Softwarepatente hoehlen bekanntlich den Urheberrechtschutz aus.  Sie
fuehren dazu, dass ein Programmierer die Fruechte von jahrelanger
Programmierarbeit nicht mehr sein eigen nennen darf.

> Bonn, 13. September 2000 Als "zu emotional" und "den Sachverhalt verzerrend"
> hat der Präsident der Gesellschaft für Informatik e.V. (GI), Prof.
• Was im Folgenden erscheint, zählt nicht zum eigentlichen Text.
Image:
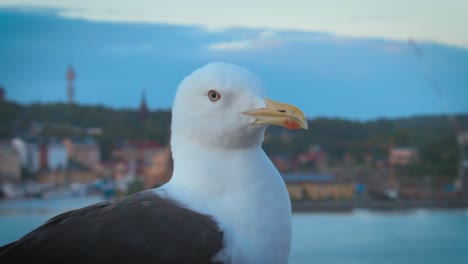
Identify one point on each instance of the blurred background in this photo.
(86, 89)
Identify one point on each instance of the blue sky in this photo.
(330, 74)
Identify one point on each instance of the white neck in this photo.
(249, 200)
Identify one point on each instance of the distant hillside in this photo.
(434, 136)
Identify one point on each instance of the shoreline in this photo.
(388, 205)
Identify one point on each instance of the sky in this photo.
(346, 59)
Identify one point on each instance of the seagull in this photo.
(225, 203)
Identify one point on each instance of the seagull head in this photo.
(224, 106)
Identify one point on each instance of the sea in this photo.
(358, 237)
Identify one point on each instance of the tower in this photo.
(70, 86)
(143, 111)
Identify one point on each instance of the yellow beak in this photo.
(279, 114)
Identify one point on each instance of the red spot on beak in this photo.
(291, 124)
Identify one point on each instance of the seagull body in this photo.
(225, 202)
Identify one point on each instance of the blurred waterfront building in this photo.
(10, 162)
(71, 75)
(403, 156)
(143, 110)
(2, 94)
(160, 170)
(85, 151)
(46, 155)
(312, 186)
(140, 151)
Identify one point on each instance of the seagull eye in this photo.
(214, 95)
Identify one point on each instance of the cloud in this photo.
(264, 39)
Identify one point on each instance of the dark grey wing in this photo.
(142, 228)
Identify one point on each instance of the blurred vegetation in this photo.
(433, 136)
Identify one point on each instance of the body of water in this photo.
(413, 236)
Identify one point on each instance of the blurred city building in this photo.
(85, 151)
(143, 110)
(403, 156)
(2, 94)
(10, 162)
(71, 75)
(312, 186)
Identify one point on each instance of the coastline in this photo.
(349, 205)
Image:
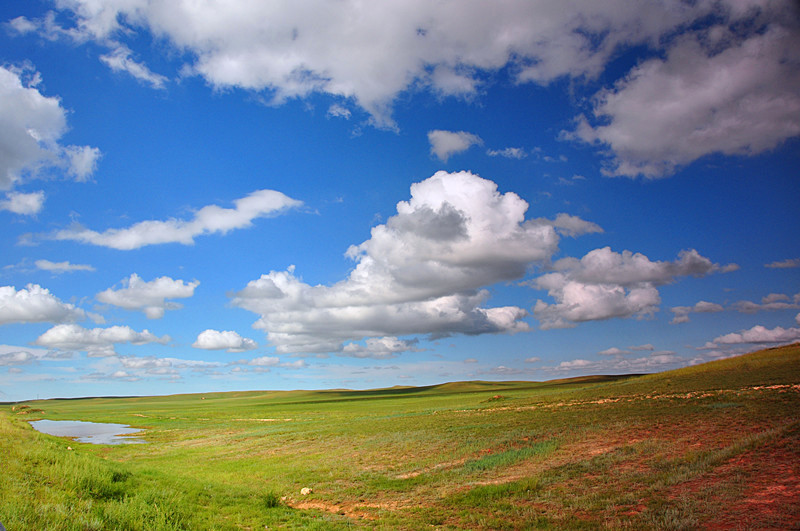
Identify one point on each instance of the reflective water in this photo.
(91, 432)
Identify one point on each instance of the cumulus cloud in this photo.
(97, 342)
(444, 144)
(379, 348)
(372, 52)
(422, 272)
(35, 304)
(772, 302)
(150, 297)
(120, 60)
(656, 361)
(784, 264)
(155, 366)
(23, 204)
(338, 111)
(605, 284)
(12, 355)
(509, 153)
(730, 87)
(211, 219)
(682, 312)
(223, 340)
(716, 91)
(61, 267)
(32, 125)
(760, 334)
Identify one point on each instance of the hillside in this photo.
(711, 446)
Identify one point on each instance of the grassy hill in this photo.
(714, 445)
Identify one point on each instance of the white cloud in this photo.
(646, 346)
(423, 272)
(379, 348)
(772, 302)
(605, 284)
(16, 357)
(24, 204)
(154, 366)
(61, 267)
(657, 361)
(150, 297)
(224, 340)
(789, 263)
(715, 92)
(82, 161)
(211, 219)
(338, 111)
(760, 334)
(119, 60)
(35, 304)
(447, 143)
(725, 99)
(373, 52)
(509, 153)
(613, 351)
(682, 312)
(32, 125)
(96, 342)
(264, 361)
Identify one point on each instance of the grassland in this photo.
(712, 446)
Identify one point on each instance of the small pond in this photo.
(91, 432)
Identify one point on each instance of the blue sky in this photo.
(233, 195)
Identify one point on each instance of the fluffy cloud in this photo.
(715, 92)
(730, 87)
(24, 204)
(682, 312)
(656, 361)
(225, 340)
(31, 126)
(447, 143)
(35, 304)
(509, 153)
(119, 60)
(211, 219)
(61, 267)
(760, 334)
(605, 284)
(150, 297)
(784, 264)
(423, 272)
(96, 342)
(152, 365)
(379, 348)
(371, 52)
(772, 302)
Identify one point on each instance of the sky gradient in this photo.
(240, 195)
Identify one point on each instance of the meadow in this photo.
(711, 446)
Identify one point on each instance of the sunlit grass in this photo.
(593, 452)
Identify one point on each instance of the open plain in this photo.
(713, 446)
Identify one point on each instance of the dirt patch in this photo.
(358, 510)
(770, 498)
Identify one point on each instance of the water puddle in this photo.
(89, 432)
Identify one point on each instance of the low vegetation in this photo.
(710, 446)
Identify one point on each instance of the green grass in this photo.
(645, 452)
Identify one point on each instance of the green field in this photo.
(716, 445)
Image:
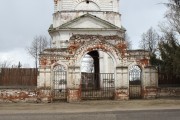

Dr.
> Heinrich C. Mayr, die aktuelle Diskussion um Pro und Contra der
> Softwarepatentierung bezeichnet.

Leider beginnt gerade Herrn Mayrs PE recht emotional mit einem gewagten
Ausruf.
 
> Durch den Paradigmenwechsel von ,der Kunst der Computerprogrammierung' zur
> ,Softwaretechnik', also der ingenieurmäßigen Konstruktion und Entwicklung von
> Software, sei dieser Zweig der Informatik zu einer Ingenieurdisziplin
> geworden.

Wann hat dieser Paradigmenwechsel stattgefunden?

Was sind die Kennzeichen einer "Ingenieursdisziplin" im Gegensatz zu einer
"Programmierkunst"?

Mir fiele ein
1 generalstabsmaessige Organisation in relativ grossen Unternehmen
2 Laborexperimente mit Natuerkraeften

Was noch?

Die Computerprogrammierung hat zeitweilig, etwa in den spaeten 80er und
fruehen 90er Jahren das Merkmal 1 aufgewiesen.  Mit dem Aufstieg des
Internet ist diese Tendenz aber wieder zurueckgegangen.  Merkmal 2 hat
es nie gegeben und wird es per Definition nie geben.

Das Patentwesen ist ziemlich genau dort anwendbar, wo beide oben
angefuehrten Merkmale gegeben sind.

Moeglicherweise liegt bei Herrn Mayr eine Verwechslung vor.  Durch die
theoretischen Leistungen der Informatik ist in die "Programmierkunst"
zunehmend System und Methode gekommen.  Aehnlich wie bei den
Ingenieursdisziplinen gibt es einen regen Dialog zwischen der "Kunst" und
den ihr zugeordneten Grundlagenwissenschaften.

Einen solchen Dialog gibt es allerdings auch in anderen Disziplinen,
z.B. bei der musikalischen Komposition. 

Mitunter ist die Frage der Einordnung der Informatik eine Prestigefrage.  
In den Ingenieurwissenschaften wird viel Geld verdient, das den
Naturwissenschaftlern zugute kommt und ihr Prestige erhoeht.  Deshalb
versuchen Geisteswissenschaftler bisweilen gerne, ihre Diszplin an dem
Paradigma der Naturwissenschaften zu orientieren und dort einzuordnen.
Begriffe wie "Datentechnik" und "software engineering" haben ebenso wie
die von Sozialwissenschaftlern gerne postulierte "Exaktheit" ihrer Methode
sowie der von ihnen gebrauchte Begriff "social engineering" viel mit dem
Versuch zu tun, bei den von unserem Wirtschaftssystem besonders
beguenstigten Disziplinen etwas Prestige zu leihen. 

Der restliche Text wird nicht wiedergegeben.